In desperation, Jevick seeks the aid of Olondrian priests and quickly becomes a pawn in the struggle between the empire's two most powerful cults. Yet even as the country shimmers on the cusp of war, he must face his ghost and learn her story before he has any chance of becoming free by setting her free: an ordeal that challenges his understanding of art and life, home and exile, and the limits of that seductive necromancy, reading.
Samatar has a great gift for describing the unique pleasures of the books she reads. I'm looking forward to trying her fiction.

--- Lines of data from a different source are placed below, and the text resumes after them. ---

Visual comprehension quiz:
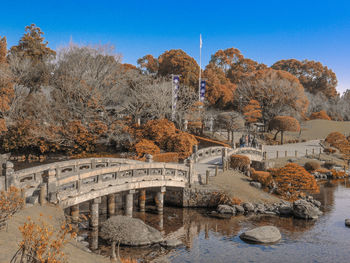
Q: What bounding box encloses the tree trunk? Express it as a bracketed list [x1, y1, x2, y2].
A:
[281, 131, 283, 145]
[111, 241, 117, 261]
[273, 131, 280, 140]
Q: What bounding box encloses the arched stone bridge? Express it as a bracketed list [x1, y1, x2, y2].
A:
[0, 158, 198, 227]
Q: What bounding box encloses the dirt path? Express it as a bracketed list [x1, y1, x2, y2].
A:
[0, 206, 110, 263]
[210, 171, 280, 203]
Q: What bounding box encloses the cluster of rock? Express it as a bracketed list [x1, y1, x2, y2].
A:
[210, 196, 322, 219]
[100, 216, 182, 247]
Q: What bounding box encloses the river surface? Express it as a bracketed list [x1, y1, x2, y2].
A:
[82, 180, 350, 263]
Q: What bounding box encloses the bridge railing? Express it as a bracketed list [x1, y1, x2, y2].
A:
[191, 146, 263, 163]
[47, 163, 191, 206]
[0, 158, 142, 194]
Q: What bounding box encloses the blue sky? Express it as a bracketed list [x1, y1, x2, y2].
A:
[0, 0, 350, 91]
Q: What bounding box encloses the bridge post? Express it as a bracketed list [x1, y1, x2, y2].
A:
[139, 189, 146, 212]
[39, 183, 47, 205]
[155, 186, 166, 214]
[186, 158, 195, 187]
[90, 197, 101, 227]
[46, 169, 59, 203]
[2, 162, 15, 191]
[70, 204, 79, 224]
[107, 194, 115, 216]
[146, 154, 153, 163]
[125, 190, 135, 217]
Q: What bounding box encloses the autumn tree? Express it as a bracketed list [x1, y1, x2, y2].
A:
[203, 64, 236, 109]
[235, 69, 308, 124]
[137, 55, 159, 75]
[269, 116, 300, 144]
[158, 49, 199, 90]
[0, 37, 14, 133]
[215, 111, 244, 144]
[243, 100, 262, 124]
[271, 59, 338, 98]
[9, 24, 56, 94]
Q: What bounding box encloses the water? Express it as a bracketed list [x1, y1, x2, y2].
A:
[83, 180, 350, 263]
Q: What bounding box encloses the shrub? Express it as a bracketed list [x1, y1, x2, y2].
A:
[310, 110, 331, 121]
[14, 217, 75, 263]
[251, 169, 273, 187]
[323, 161, 335, 169]
[304, 161, 321, 172]
[134, 139, 160, 157]
[272, 163, 319, 200]
[331, 169, 346, 179]
[323, 147, 336, 153]
[0, 186, 24, 224]
[167, 132, 198, 159]
[230, 154, 250, 171]
[143, 119, 176, 150]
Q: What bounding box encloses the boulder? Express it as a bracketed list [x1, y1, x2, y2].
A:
[233, 205, 244, 214]
[278, 204, 293, 216]
[345, 219, 350, 227]
[242, 203, 254, 213]
[293, 200, 322, 219]
[249, 182, 261, 189]
[100, 216, 163, 246]
[160, 238, 182, 248]
[217, 205, 236, 215]
[240, 226, 282, 244]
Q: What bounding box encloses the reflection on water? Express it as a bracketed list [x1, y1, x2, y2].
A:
[84, 180, 350, 262]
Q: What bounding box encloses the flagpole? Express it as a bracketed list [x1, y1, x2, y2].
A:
[198, 34, 202, 101]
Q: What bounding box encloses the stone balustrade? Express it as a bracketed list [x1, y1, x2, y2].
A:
[190, 146, 264, 163]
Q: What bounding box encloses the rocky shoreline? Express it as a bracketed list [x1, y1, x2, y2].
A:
[209, 196, 322, 220]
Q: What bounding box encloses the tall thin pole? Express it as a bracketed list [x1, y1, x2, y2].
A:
[198, 34, 202, 101]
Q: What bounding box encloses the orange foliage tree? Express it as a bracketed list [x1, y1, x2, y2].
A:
[243, 100, 262, 123]
[230, 154, 250, 172]
[235, 69, 308, 123]
[269, 116, 300, 144]
[11, 217, 75, 263]
[271, 59, 338, 98]
[251, 168, 273, 187]
[134, 139, 160, 157]
[0, 37, 14, 133]
[158, 49, 199, 88]
[0, 186, 24, 224]
[310, 110, 331, 120]
[271, 163, 319, 199]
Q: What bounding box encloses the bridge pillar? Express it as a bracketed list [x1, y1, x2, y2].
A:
[90, 197, 101, 227]
[155, 186, 166, 214]
[139, 189, 146, 212]
[107, 194, 115, 216]
[70, 204, 79, 224]
[186, 158, 195, 187]
[125, 190, 135, 217]
[146, 154, 153, 163]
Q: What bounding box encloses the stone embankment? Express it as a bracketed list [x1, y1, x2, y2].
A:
[209, 196, 322, 220]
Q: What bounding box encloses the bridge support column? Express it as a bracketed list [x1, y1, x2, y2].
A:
[139, 190, 146, 212]
[107, 194, 115, 216]
[90, 197, 101, 227]
[70, 204, 79, 224]
[125, 190, 135, 217]
[155, 186, 166, 214]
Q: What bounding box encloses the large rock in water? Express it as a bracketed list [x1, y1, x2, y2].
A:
[345, 219, 350, 227]
[240, 226, 282, 244]
[293, 199, 322, 219]
[100, 216, 163, 246]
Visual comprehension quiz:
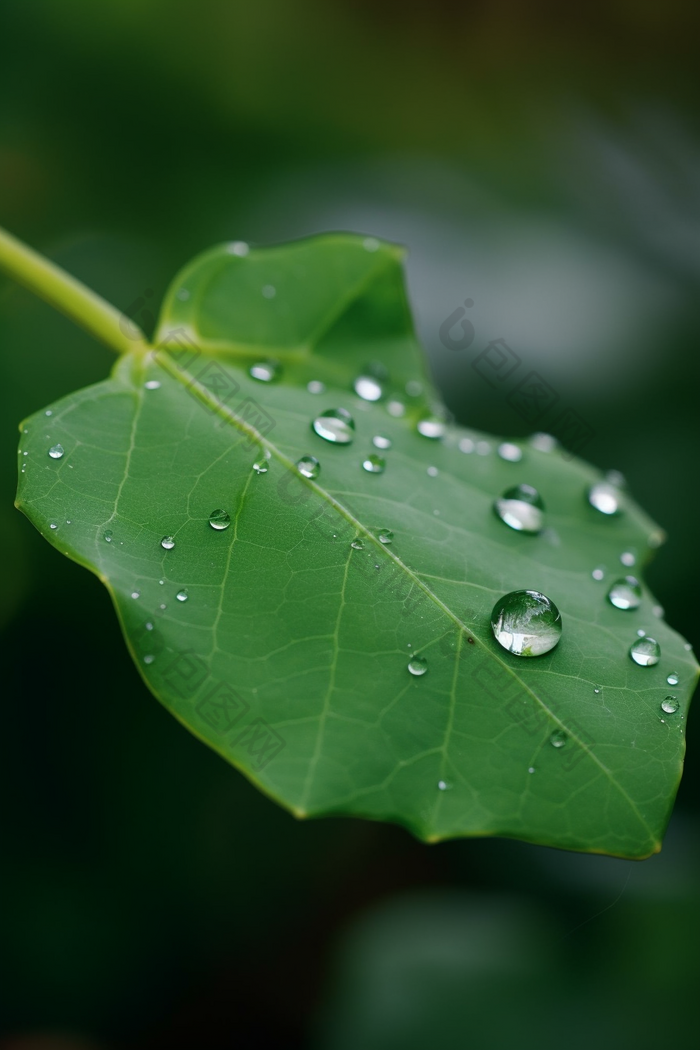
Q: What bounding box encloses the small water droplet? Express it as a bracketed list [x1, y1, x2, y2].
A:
[362, 453, 386, 474]
[353, 376, 384, 401]
[209, 510, 231, 532]
[297, 456, 321, 479]
[493, 485, 545, 536]
[372, 434, 391, 448]
[406, 655, 428, 677]
[499, 441, 523, 463]
[530, 432, 558, 453]
[587, 481, 620, 516]
[311, 408, 355, 445]
[248, 361, 282, 383]
[608, 576, 642, 609]
[417, 416, 446, 441]
[491, 590, 561, 656]
[630, 634, 661, 667]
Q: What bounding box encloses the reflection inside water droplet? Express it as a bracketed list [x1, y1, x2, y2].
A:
[491, 590, 561, 656]
[209, 509, 231, 532]
[630, 635, 661, 667]
[311, 408, 355, 445]
[406, 656, 428, 677]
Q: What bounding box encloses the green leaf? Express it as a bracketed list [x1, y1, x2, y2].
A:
[13, 234, 698, 857]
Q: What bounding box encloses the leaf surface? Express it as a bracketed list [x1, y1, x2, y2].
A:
[13, 234, 698, 858]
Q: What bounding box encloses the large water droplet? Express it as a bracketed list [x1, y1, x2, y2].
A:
[353, 376, 384, 401]
[362, 453, 386, 474]
[608, 576, 642, 609]
[499, 441, 523, 463]
[588, 481, 620, 515]
[491, 590, 561, 656]
[493, 485, 545, 536]
[248, 361, 282, 383]
[417, 416, 446, 441]
[297, 456, 321, 479]
[407, 656, 428, 677]
[311, 408, 355, 445]
[209, 510, 231, 532]
[630, 634, 661, 667]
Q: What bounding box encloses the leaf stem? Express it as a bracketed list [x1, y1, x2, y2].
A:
[0, 226, 150, 354]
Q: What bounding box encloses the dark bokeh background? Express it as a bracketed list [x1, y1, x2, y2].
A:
[0, 0, 700, 1050]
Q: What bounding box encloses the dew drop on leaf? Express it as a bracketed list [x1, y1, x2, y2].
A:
[248, 361, 282, 383]
[588, 481, 620, 516]
[493, 485, 545, 536]
[630, 634, 661, 667]
[372, 434, 391, 448]
[497, 441, 523, 463]
[353, 376, 384, 401]
[608, 576, 642, 609]
[491, 590, 561, 656]
[311, 408, 355, 445]
[407, 656, 428, 677]
[297, 456, 321, 479]
[362, 453, 386, 474]
[209, 510, 231, 532]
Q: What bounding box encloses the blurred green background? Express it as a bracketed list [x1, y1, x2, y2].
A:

Cat Winters, In the Shadow of Blackbirds
In 1918, the world seems on the verge of apocalypse. Americans roam the streets in gauze masks to ward off the deadly Spanish influenza, and the government ships young men to the front lines of a brutal war, creating an atmosphere of fear and confusion. Sixteen-year-old Mary Shelley Black watches as desperate mourners flock to séances and spirit photographers for comfort, but she herself has never believed in ghosts. During her bleakest moment, however, she’s forced to rethink her entire way of looking at life and death, for her first love-a boy who died in battle-returns in spirit form. But what does he want from her?
Featuring haunting archival early-twentieth-century photographs, this is a tense, romantic story set in a past that is eerily like our own time.
It features haunting archival early-twentieth-century photographs! How could I pass it up?
MAY
Holly Black, Doll Bones
Three kids - Zachary, Poppy and Alice - who go on a journey, despite their own uncertain friendship, to bury a doll that may or may not be made from human bones.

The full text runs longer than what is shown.